This image of the Large Hadron Collider now forms part of a collection of CERN images freely available to use and share under the standardized Creative Commons licence (Image: CERN)

Licences specify the terms and conditions under which things can be used. All too frequently in everyday life we come across restrictive licences that actually seem to discourage usage, disallowing copying or sharing. But a whole other family of free licences aim to encourage use and sharing, asking simply for proper recognition and reciprocal behaviour in return.

Since its inception, CERN has used the web to share multimedia material openly. To signal clearly that we wanted people to use our photos and videos we crafted a pioneering free media licence.
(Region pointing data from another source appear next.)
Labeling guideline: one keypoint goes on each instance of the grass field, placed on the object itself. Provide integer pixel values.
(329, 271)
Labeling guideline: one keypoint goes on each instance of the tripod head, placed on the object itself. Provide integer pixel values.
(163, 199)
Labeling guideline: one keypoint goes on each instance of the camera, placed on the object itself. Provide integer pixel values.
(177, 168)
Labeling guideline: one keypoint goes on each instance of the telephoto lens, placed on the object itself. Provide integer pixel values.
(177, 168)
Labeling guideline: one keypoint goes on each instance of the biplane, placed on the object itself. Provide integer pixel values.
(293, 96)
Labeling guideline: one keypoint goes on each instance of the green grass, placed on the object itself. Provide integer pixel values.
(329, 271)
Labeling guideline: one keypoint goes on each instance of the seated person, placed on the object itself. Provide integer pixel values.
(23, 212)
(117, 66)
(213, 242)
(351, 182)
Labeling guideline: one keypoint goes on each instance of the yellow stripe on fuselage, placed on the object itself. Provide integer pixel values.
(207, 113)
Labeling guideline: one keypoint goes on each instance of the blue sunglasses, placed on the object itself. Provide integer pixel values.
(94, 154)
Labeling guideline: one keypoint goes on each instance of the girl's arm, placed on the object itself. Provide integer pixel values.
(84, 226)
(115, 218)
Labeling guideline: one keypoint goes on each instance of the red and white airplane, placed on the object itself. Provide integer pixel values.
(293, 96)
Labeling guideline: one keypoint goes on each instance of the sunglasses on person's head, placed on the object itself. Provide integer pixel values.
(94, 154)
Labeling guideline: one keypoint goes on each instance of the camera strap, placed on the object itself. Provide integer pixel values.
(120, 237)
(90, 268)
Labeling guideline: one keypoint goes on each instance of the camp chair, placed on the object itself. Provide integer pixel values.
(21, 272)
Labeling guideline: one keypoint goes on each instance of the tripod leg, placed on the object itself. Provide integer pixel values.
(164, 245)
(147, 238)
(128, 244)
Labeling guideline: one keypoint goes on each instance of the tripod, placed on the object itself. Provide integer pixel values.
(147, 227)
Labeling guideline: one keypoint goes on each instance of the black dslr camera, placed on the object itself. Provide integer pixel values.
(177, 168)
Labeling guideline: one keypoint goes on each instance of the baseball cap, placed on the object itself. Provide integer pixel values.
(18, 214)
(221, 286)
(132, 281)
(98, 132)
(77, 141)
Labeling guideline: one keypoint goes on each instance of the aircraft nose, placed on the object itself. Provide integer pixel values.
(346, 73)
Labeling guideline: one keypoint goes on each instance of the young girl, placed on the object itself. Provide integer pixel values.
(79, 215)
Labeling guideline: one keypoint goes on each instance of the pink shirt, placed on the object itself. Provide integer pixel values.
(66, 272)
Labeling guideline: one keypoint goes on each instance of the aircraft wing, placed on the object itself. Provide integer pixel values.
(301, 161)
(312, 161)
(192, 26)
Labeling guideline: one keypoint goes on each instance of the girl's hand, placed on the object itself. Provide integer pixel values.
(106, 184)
It included clauses that satisfied the demands of being an intergovernmental organization, and ensured consistency with our founding convention as a peaceful scientific collaboration.

As the web grew, multimedia material proliferated around the globe, and so did licences. The average web-citizen, allergic to the legalese that these licences were drafted in, was often confused or ignorant of the details of any particular conditions of use. Standardized free licences such as Creative Commons grew in popularity due to the snowball effect of being consistently used and commonly understood. As standardized licences spread, CERN’s licence has unwittingly become isolated and viewed as special, and the popular outlets of today often do not include our multimedia since the licence is not understood as compatible.

So, encouraged and supported by our experiment outreach teams, we have made our first collection available under a Creative Commons licence. We chose the CC-BY-SA licence, to ensure credit is given to CERN for the photos (“BY”) and that modified versions also get shared freely (“Share Alike”). Through this small but significant change, we hope our photos and videos will now be made available in more places, used by a wider community and re-used more confidently by more people.

Already the change has allowed photos of our recent Director-Generals to be used consistently in Wikipedia pages for the first time, and for the Higgs discovery plots from ATLAS and CMS to actually be included on the Higgs boson page! We intend to expand this first small collection with more and more content from our vast archive.

The winds of change have started to blow, and we hope to soon make standardized licences the norm at CERN.